As Rappahannock taxpayers, however, we are all fully qualified to address the factual claims published in The Rappahannock News. Their most egregious and dangerous misrepresentation concerns their assertion that underground judicial parking is a security necessity.
The Judges have put themselves on record displaying a potentially life-and-death ignorance. Their letter makes a point of insisting that the absence of in-ground judicial parking is inconsistent with courthouse guidelines and “in no way secure.”
I will challenge that claim directly and on the facts.
First, it would be instructive to see the documentation supporting such a fear-driven assertion, because that claim is directly contradicted by the U.S. Marshals Service (USMS).
The USMS holds nationwide safety and security oversight for all federal courthouses. That organization would never recommend underground parking where it can be avoided in favor of an above-ground lot and open space is precisely what Rappahannock County has.
The Judges dismiss the County’s approach as a step backward, characterizing it as “reminiscent of the 1980s.”
I was on an active duty as a Marine when the horrific Beirut barracks bombing occurred in 1983, a tragic event that ripped the heart out of the Corps. That mass killing remains to this day the most important real-world case study for understanding the threat of Vehicle-borne explosives devices in a closed space.
Since that horrific event and 21st Century threats, the emerging expert consensus has grown far more studied and clear-eyed about the extreme dangers of underground parking structures. The physics of explosions in enclosed spaces are categorically more lethal: the blast is contained and amplified two to five times over. The fragmentation pattern drives the progressive collapse of exposed columns and slabs.
Fireballs, toxic smoke, and cascading vehicle ignition then compound the initial blast. Underground damage is extraordinarily difficult to contain, making such an attack a self-amplifying catastrophe. That grim calculus does not yet even account for burning electric vehicles, which produce toxic gases that firefighters are trained to avoid. Add that factor to the threat matrix and the case against underground parking becomes overwhelming.

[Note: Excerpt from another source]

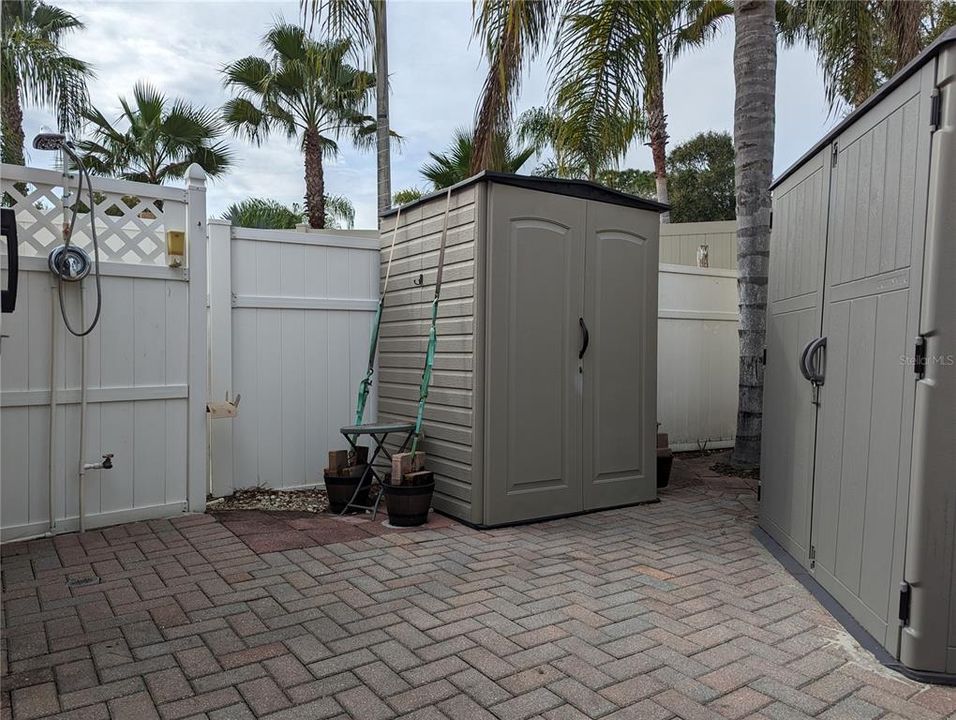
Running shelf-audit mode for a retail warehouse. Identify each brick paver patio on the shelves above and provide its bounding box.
[2,458,956,720]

There is one point on which I do agree with the Judges: their advice to reconsider the approach and revisit earlier designs.
What the Board of Supervisors should have done from the outset, consistent with nationwide customary practice for a project of this magnitude, is hire a highly experienced construction manager reporting directly to the BOS.
Had that been done, the original design for renovating our historic Courthouse could have been reviewed by the Judges from the start, even if the outcome of those back-and-forth negotiations might ultimately have remained contentious. The critical advantage of beginning properly is the statute. which requires a three-judge panel from outside the County to review and adjudicate a possible path forward for building out the existing structure.
Section E of the statute states: “Nothing in this section shall be construed to authorize a circuit court to require that an additional or replacement courthouse be constructed.”
The Judges have now committed their position to writing.
Does that action trigger the statute?
Hopefully, in the wake of this letter, our fellow Rappahannock neighbors can take heed of Lord Acton’s famous warning: that power tends to corrupt, and absolute power corrupts absolutely.
Editor’s Note: Ed Timperlake has owned a farm in Rappahannock County for 25 years.
He served as the first Assistant Secretary for Congressional and Public Affairs when the Department of Veterans Affairs was elevated to Cabinet status. As a Presidential appointee, he was responsible for all Congressional and media inquiries regarding building issues, construction deficiencies, and DVA property matters.
There were over 900 buildings under VA oversight during his tenure.